The Pulse Of The Preachers
The Bible Banner is being handled nicely now. You fellows are doing a good job of it. I'm sorry A. C. C. has jumped the track in her effort to raise the endowment but since she has, some of you who are good at writing have to handle the pen. Seeing the trend toward independence being manifested by the colleges, I'm beginning to wonder if an endowment that would make A. C. C. totally self-sufficient would not also put her in position to crystallize certain trends into policies that, being taught year after year to a stream of students, would appreciably change the attitude of the church in general, toward a weaker stand on fundamentals. As it is, if her teachers talk off color, they either must be removed or corrected, or the college stands to lose its support. Though I'd like to see her usefulness expanded, I question the advisability of making her entirely independent of the rank and file of Christians.—Ernest H. Witt, Willis, Texas.
For a long time, I have intended to write you. Other matters have so taxed my time that I just put it off. I just wanted to say that I fully appreciate the fights you have made against "isms" that threaten the church. I don't want you to ever entertain the idea of "letting down" because of hateful things done by brethren who love the wages of unrighteousness. I feared, several years ago, that your heart would be made heavy by some traitors.

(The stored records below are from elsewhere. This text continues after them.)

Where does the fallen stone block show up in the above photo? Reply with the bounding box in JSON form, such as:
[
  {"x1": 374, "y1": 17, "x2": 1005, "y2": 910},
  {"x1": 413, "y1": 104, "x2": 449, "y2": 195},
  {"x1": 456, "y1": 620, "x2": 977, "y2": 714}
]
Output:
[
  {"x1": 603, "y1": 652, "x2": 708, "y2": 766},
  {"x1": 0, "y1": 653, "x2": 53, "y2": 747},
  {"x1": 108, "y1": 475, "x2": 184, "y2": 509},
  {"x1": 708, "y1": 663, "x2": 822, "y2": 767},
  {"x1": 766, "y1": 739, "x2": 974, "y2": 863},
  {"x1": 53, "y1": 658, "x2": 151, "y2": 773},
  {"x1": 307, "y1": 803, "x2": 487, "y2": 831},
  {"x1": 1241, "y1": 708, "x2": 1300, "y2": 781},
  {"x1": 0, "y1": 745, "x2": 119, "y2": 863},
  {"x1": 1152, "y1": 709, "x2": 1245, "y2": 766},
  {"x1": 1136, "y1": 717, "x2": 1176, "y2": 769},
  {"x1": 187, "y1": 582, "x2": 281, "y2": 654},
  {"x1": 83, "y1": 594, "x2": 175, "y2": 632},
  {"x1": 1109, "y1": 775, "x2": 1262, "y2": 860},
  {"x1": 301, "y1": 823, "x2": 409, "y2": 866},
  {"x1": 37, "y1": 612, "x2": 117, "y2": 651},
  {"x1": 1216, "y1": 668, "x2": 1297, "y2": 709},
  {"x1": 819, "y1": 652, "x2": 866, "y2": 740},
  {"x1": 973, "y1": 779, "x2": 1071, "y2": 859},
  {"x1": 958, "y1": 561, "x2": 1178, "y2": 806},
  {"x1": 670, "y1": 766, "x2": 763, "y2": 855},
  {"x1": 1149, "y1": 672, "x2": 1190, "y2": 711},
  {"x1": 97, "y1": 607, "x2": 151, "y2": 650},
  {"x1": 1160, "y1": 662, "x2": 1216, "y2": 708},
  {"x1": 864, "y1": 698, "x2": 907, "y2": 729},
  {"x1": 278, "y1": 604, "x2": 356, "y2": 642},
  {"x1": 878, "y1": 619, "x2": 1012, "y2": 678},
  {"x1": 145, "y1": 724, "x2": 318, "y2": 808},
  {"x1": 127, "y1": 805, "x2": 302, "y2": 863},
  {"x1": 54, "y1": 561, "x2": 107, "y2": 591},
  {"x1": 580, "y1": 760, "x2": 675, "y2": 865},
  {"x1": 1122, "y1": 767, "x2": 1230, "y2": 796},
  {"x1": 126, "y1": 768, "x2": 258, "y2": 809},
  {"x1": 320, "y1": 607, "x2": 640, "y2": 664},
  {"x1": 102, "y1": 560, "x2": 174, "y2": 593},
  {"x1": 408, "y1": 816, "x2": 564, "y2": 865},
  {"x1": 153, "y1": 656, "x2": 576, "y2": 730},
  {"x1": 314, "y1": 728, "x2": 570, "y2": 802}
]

I hope the colleges never dominate the church, but I do know that a lot of preachers are dominated by them and especially their presidents. I am a friend to Christian education and have defended it in debate with Ketcherside. With the conditions that now exist, I would not undertake it. When I met Ketcherside some years ago, Bro. Hardeman furnished me a letter, over his signature, to the effect that F. H. C. was an adjunct to the home and depended in no sense upon the church as such for its support. That was just after his debate with Bogard, in Little Rock, Arkansas. If the churches all emptied their treasuries into the colleges, a poor boy would still have to manage for money to attend one. I would oppose money being sent from the church treasury to an orphanage, if I knew that some one would have to pay the orphan child's board and room extra. God willing, my children will attend a Christian school, but I expect to have to foot the bill myself.—Sterl A. Watson, Haynesville, La.
It is my conviction that you brethren have hit the nail on the head.—R. A. Hartsell, Guthrie, Oklahoma.